Very confused by the article, even after re-reading it. The author keeps bringing up ideology throughout the article, but is there any arguments or evidence given that this is a factor? The simplest explanation to me is that OOXML is a de-facto proprietary format, and implementing full compatibility with it is simply a large technical undertaking that LibreOffice doesn't have the resources to effectively achieve right now. They even hint at that themselves: "From what I've been able to decipher, no non-Microsoft Office program implements the full specification and follows it to the letter."
A word processor which supports the same style options as Google Docs and used pandoc to import/export would be as much as most users need.
That said, I'd really like to see an office suite put together out of the various opensource tools which try to approach documents/graphics in new and striking ways:
- LyX --- a "What You See Is What You Mean" document processor, it can offer quite professional capabilities (when I was doing STEM composition, the book which came in as LaTeX exported from LyX was the cleanest and most straight-forward manuscript I ever worked on)

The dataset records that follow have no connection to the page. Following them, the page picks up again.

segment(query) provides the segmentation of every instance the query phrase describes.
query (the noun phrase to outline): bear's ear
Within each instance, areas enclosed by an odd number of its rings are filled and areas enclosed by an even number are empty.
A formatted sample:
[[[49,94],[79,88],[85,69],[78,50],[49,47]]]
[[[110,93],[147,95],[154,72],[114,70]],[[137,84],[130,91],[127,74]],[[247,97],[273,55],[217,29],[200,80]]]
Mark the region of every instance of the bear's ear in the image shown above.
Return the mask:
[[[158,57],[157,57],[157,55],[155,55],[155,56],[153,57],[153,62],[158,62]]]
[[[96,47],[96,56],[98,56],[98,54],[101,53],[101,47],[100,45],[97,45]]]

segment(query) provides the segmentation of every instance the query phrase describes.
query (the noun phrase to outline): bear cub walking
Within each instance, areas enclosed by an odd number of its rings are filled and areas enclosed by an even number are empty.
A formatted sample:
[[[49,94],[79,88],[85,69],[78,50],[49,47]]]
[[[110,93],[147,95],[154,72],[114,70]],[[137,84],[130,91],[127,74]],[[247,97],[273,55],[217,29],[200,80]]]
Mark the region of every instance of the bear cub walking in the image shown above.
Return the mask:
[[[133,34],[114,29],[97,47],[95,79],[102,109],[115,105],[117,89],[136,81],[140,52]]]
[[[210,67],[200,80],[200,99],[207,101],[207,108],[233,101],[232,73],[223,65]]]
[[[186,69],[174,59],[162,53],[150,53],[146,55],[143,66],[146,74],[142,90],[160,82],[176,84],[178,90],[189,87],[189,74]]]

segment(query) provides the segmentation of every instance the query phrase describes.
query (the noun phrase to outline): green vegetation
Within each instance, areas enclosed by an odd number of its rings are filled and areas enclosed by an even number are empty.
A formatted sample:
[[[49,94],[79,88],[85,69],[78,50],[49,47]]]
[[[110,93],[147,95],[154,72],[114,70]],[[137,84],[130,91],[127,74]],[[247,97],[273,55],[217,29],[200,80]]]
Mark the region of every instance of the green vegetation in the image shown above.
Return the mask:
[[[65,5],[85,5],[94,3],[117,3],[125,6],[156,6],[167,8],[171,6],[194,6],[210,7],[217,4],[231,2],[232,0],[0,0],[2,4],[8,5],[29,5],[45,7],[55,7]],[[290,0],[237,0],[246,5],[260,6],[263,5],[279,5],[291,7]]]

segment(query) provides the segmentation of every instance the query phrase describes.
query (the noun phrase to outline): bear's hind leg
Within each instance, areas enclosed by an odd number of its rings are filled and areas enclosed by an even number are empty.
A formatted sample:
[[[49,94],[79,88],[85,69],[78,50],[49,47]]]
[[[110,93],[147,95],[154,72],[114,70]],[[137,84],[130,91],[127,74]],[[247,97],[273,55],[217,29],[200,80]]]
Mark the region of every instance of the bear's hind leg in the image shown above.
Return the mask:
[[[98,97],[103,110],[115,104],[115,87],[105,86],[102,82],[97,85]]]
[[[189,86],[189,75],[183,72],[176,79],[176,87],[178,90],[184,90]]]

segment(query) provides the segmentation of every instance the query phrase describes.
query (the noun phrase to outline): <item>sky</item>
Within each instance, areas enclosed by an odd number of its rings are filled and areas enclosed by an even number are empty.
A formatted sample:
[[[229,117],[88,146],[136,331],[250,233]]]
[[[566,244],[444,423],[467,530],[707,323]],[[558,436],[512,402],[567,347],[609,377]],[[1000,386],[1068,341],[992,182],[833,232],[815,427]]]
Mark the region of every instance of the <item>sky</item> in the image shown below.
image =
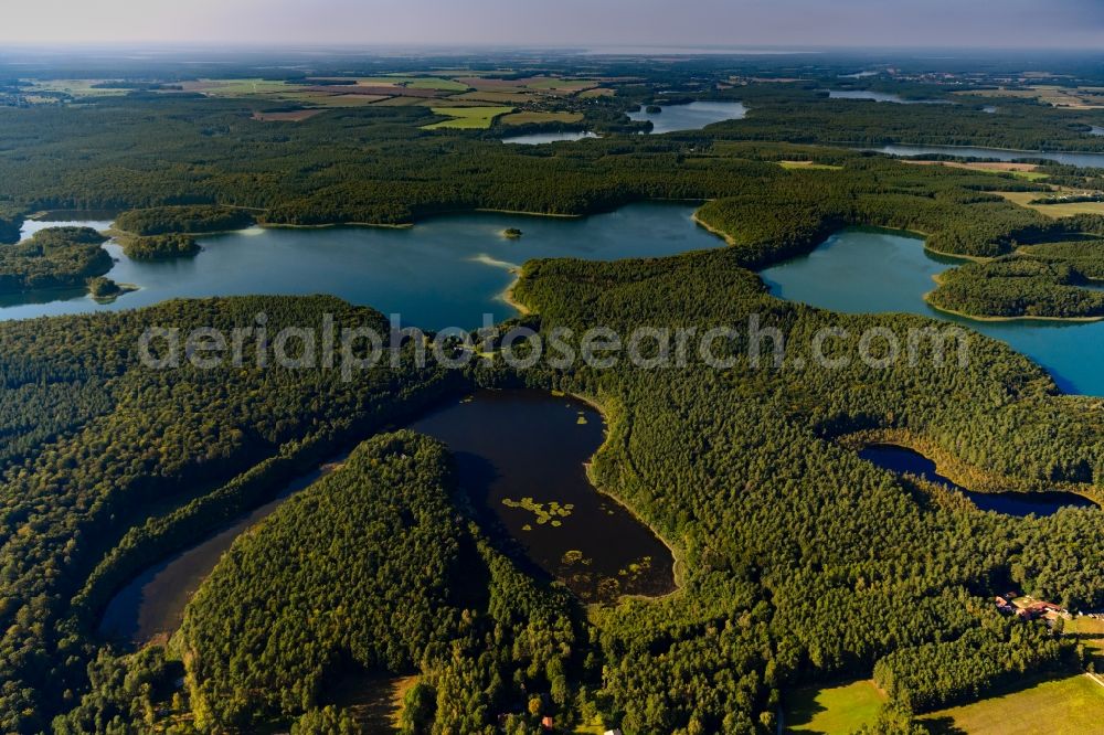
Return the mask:
[[[1104,49],[1104,0],[7,0],[0,42]]]

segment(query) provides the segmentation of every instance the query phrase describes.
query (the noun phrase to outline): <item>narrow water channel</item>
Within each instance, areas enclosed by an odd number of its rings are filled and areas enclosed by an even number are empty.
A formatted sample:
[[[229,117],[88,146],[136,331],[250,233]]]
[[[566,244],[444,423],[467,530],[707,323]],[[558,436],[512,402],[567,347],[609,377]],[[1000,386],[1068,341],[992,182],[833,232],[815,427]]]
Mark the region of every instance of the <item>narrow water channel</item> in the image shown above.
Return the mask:
[[[936,472],[934,461],[905,447],[873,445],[861,449],[859,457],[891,472],[907,472],[942,484],[969,498],[979,510],[1005,515],[1044,516],[1063,508],[1096,508],[1093,501],[1072,492],[973,492]]]
[[[592,406],[543,391],[479,391],[410,428],[448,445],[461,489],[476,507],[501,524],[529,561],[584,601],[675,589],[670,550],[586,476],[585,464],[605,437],[602,414]],[[108,604],[99,635],[135,646],[166,639],[234,540],[341,459],[297,478],[230,528],[138,575]]]

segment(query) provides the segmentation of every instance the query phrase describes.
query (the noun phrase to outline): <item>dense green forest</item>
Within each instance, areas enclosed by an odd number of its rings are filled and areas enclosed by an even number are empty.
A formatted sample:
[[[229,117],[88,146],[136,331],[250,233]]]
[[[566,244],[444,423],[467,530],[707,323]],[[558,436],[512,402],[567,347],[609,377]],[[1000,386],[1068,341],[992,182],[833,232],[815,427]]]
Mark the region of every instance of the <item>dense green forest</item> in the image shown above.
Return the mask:
[[[1104,294],[1064,263],[1010,256],[943,274],[927,296],[932,306],[979,317],[1085,318],[1104,316]]]
[[[464,522],[449,465],[434,440],[382,435],[234,545],[180,635],[198,726],[321,710],[358,670],[421,673],[411,732],[571,716],[575,608]]]
[[[742,259],[730,248],[658,263],[538,262],[527,266],[518,296],[545,330],[703,329],[746,323],[752,312],[790,335],[828,324],[854,335],[873,326],[930,323],[778,302],[762,294]],[[1104,547],[1092,541],[1062,551],[1080,534],[1094,539],[1098,514],[1019,521],[933,503],[831,441],[857,427],[895,427],[1037,488],[1091,481],[1102,457],[1094,402],[1053,395],[1038,369],[977,335],[966,370],[923,358],[919,370],[902,364],[881,374],[863,365],[755,370],[745,342],[732,353],[736,366],[725,372],[553,376],[558,387],[617,406],[596,475],[684,547],[679,599],[623,605],[599,619],[604,656],[624,660],[622,674],[607,673],[605,691],[628,729],[768,728],[779,688],[818,675],[869,675],[891,651],[996,624],[985,598],[1001,585],[1074,606],[1102,601],[1087,558]],[[756,635],[773,645],[752,643]],[[987,669],[951,656],[956,650],[940,664],[984,691],[992,680],[974,672]],[[740,674],[719,679],[733,660]]]
[[[123,252],[132,260],[163,260],[195,255],[199,243],[190,235],[150,235],[146,237],[125,236]]]
[[[952,271],[936,291],[962,310],[1007,308],[1013,290],[1025,311],[1096,308],[1096,294],[1079,285],[1104,268],[1095,241],[1074,238],[1104,234],[1104,219],[1052,221],[992,193],[1043,185],[795,145],[1102,149],[1085,132],[1089,114],[829,100],[827,73],[737,84],[723,66],[689,66],[611,62],[612,78],[638,81],[594,103],[586,121],[616,130],[625,109],[659,92],[744,99],[751,115],[705,131],[522,148],[495,140],[499,130],[423,131],[431,115],[416,107],[332,109],[274,126],[253,117],[265,103],[135,87],[82,105],[0,108],[0,239],[14,242],[22,217],[49,209],[124,210],[124,246],[160,257],[193,249],[189,233],[255,222],[396,224],[478,207],[582,214],[712,200],[699,220],[730,247],[529,263],[514,290],[531,311],[520,321],[545,334],[569,327],[577,341],[595,326],[704,332],[758,315],[806,365],[804,350],[826,327],[849,332],[834,342],[840,354],[854,353],[868,328],[938,327],[766,294],[756,269],[846,225],[904,227],[933,249],[997,258]],[[838,168],[777,164],[788,160]],[[1054,170],[1062,181],[1089,175]],[[24,280],[36,273],[29,263],[109,268],[102,236],[45,233],[0,246],[0,263]],[[966,365],[923,345],[915,363],[808,370],[792,360],[753,366],[742,333],[718,344],[733,358],[723,370],[691,355],[671,370],[520,373],[500,361],[466,372],[418,366],[406,344],[397,366],[352,381],[333,366],[261,358],[262,331],[321,331],[326,315],[337,329],[388,330],[382,315],[329,297],[177,300],[0,323],[0,731],[357,732],[329,693],[361,673],[417,674],[403,722],[413,733],[531,733],[550,716],[563,729],[765,735],[794,686],[872,674],[893,696],[895,727],[1013,673],[1075,670],[1072,643],[1006,621],[995,593],[1015,586],[1073,608],[1104,606],[1098,511],[980,512],[837,441],[892,430],[1009,487],[1073,484],[1104,500],[1101,402],[1061,395],[997,341],[970,333]],[[139,360],[151,326],[248,329],[258,339],[240,364],[204,370],[184,355],[159,371]],[[438,444],[379,434],[475,385],[522,384],[605,407],[609,436],[592,476],[678,550],[676,594],[583,609],[480,528]],[[93,633],[137,573],[358,445],[342,469],[238,539],[167,648],[128,653]]]
[[[624,118],[641,92],[622,92],[593,103],[586,115]],[[708,132],[612,135],[571,147],[502,146],[497,130],[421,130],[428,111],[410,106],[332,109],[290,127],[253,119],[263,100],[190,94],[0,108],[8,145],[21,152],[0,157],[0,204],[13,215],[153,207],[118,221],[137,234],[233,228],[252,216],[393,224],[475,207],[578,214],[646,198],[713,198],[739,193],[729,189],[737,178],[778,175],[718,160],[730,158],[714,152],[725,140],[1104,146],[1084,132],[1084,115],[1041,106],[994,116],[966,105],[828,100],[807,85],[771,84],[710,97],[744,99],[752,113]]]
[[[1023,246],[942,274],[927,301],[974,317],[1102,317],[1104,294],[1093,288],[1104,275],[1102,255],[1104,239],[1096,237]]]
[[[106,241],[88,227],[50,227],[24,243],[0,246],[0,294],[83,288],[112,269],[112,256],[100,247]]]
[[[397,370],[385,362],[351,381],[336,368],[261,366],[263,340],[245,342],[242,365],[216,370],[189,360],[179,370],[149,370],[139,360],[149,326],[226,333],[267,326],[275,333],[284,326],[321,330],[325,313],[338,330],[386,330],[381,315],[322,297],[172,301],[0,326],[10,437],[0,496],[4,729],[38,732],[51,713],[75,703],[96,649],[82,631],[127,575],[217,528],[220,511],[233,518],[235,503],[256,502],[278,487],[236,476],[270,460],[263,479],[278,481],[312,451],[333,451],[449,390],[455,376],[432,363],[418,369],[405,353]],[[197,512],[146,523],[167,505]],[[112,551],[131,526],[142,543]],[[94,569],[96,584],[82,590]]]
[[[115,227],[138,235],[201,234],[241,230],[253,224],[253,217],[244,210],[224,206],[156,206],[146,210],[124,212],[115,220]],[[159,239],[158,243],[180,241]]]

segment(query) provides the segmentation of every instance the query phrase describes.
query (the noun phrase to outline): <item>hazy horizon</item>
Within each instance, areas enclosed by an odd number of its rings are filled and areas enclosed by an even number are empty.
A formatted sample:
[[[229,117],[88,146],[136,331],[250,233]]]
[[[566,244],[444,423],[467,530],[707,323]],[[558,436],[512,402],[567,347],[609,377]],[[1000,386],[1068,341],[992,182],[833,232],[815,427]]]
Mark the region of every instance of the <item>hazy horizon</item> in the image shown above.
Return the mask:
[[[18,45],[1031,49],[1104,46],[1097,0],[39,0],[4,10]]]

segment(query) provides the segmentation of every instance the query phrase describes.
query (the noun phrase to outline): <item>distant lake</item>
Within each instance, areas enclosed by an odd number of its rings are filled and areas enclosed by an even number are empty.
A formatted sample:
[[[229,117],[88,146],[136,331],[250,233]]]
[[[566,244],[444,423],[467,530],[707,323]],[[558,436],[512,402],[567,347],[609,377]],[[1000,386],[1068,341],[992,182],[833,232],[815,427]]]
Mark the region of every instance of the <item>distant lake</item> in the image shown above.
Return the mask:
[[[905,99],[901,95],[872,89],[829,89],[829,99],[866,99],[868,102],[888,102],[895,105],[953,105],[949,99]]]
[[[1096,508],[1087,498],[1072,492],[972,492],[935,471],[935,462],[920,452],[893,445],[874,445],[859,451],[859,457],[891,472],[909,472],[960,492],[978,510],[1005,515],[1053,515],[1063,508]]]
[[[1066,166],[1104,168],[1104,152],[1073,153],[1041,150],[1005,150],[1002,148],[975,148],[970,146],[905,146],[893,143],[881,148],[860,148],[891,156],[963,156],[968,158],[991,158],[998,161],[1016,161],[1021,158],[1041,158]]]
[[[900,231],[850,228],[760,275],[772,294],[790,301],[845,313],[903,311],[968,327],[1031,358],[1063,391],[1104,396],[1104,321],[976,321],[937,311],[924,294],[935,288],[933,276],[956,263]]]
[[[635,113],[629,113],[630,119],[638,122],[651,120],[654,134],[677,132],[680,130],[701,130],[707,125],[723,120],[740,120],[747,115],[743,103],[725,102],[692,102],[686,105],[664,105],[660,113],[648,113],[641,106]]]
[[[585,138],[597,138],[598,134],[591,131],[565,131],[565,132],[531,132],[524,136],[509,136],[502,138],[502,142],[518,143],[520,146],[540,146],[546,142],[560,142],[562,140],[583,140]]]
[[[448,445],[465,493],[582,599],[675,589],[671,552],[586,477],[605,437],[590,405],[543,391],[480,391],[410,428]],[[566,510],[548,512],[555,508]]]
[[[335,457],[333,461],[342,459]],[[327,464],[297,478],[261,508],[138,575],[108,603],[100,618],[99,636],[141,646],[158,636],[174,632],[184,619],[189,600],[234,540],[272,515],[293,494],[327,475],[332,467]]]
[[[614,260],[722,244],[690,219],[688,204],[631,204],[590,217],[471,213],[413,227],[254,227],[200,237],[194,257],[141,263],[114,243],[108,275],[140,290],[109,305],[85,294],[41,291],[0,301],[0,320],[144,307],[171,298],[247,294],[332,294],[425,329],[476,328],[482,315],[514,316],[502,300],[513,270],[540,257]],[[56,222],[106,228],[109,222]],[[41,227],[43,223],[29,223]],[[518,239],[502,236],[517,227]],[[35,302],[38,301],[38,302]],[[44,301],[44,302],[43,302]]]

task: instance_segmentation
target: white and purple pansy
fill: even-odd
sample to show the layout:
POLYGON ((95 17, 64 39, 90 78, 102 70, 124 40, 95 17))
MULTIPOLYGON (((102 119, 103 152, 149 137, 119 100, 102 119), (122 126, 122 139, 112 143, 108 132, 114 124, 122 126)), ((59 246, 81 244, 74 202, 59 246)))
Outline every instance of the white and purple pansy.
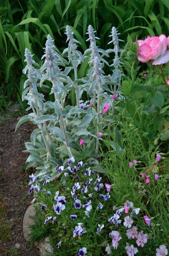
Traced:
POLYGON ((53 205, 54 210, 56 214, 59 215, 60 214, 61 211, 63 211, 65 209, 65 205, 64 204, 62 204, 61 203, 58 203, 56 204, 53 205))

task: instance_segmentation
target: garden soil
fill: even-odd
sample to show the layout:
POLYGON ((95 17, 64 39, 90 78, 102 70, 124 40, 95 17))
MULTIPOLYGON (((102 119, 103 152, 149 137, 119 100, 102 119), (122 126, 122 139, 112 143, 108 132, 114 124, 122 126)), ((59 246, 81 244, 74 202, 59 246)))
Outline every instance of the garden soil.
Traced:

- PySpread --- (or maybe Flexisheet if someone can get it to a usable state) Way more than most folks need, this Pythonic spreadsheet where every cell can be either a Python program or the output of a Python program could revolutionize what folks do w/ spreadsheets and data
- Jupyter Notebooks --- almost a de facto standard, getting wider adoption would be a good thing
- ipe --- https://ipe.otfried.org/ --- this, or TikzEdit or maybe xasy for Asymptote would be more drawing tool than most users would ever want, and able to make anything anyone really needs
I've worked with the Java implementation for writing Office files, the Apache POI. The internal package names for these classes are "hssf", "hwpf" and so on. It's not very obvious why until you Google it and, well, "hwpf" stands for "horrible word processor format", "hssf" is "horrible spreadsheet format" and so on. Implementing these things is often difficult for good reason, and sometimes for not so good reasons, but this is the first time I've encountered developers expressing such direct hostility towards what they were trying to implement.
I'd like to articulate a case why supporting the the author's use cases is likely uneconomical.
With respect to the LibreOffice interoperability with Microsoft Office: the author works in publishing, which requires almost pixel-perfect equivalence between how a document is displayed between them and their collaborators. Faithfully reproducing almost 40 years of evolution in the layout engine (some of which co-evolution with the Windows OS and the font system) necessitates a development program of mind-boggling proportions. It is absolutely no surprise to me that no entity, either commercial or open source can finance such an endeavor. (Even Microsoft does not exhibit 100% interop between the native Office and the cloud Office 365)
A similar argument applies to being able to install Office on Linux, with the added nuance that the major driving force behind Wine etc are game distributors, whereas Office compatibility is not a major priority, especially given the VM and Office 365 alternatives.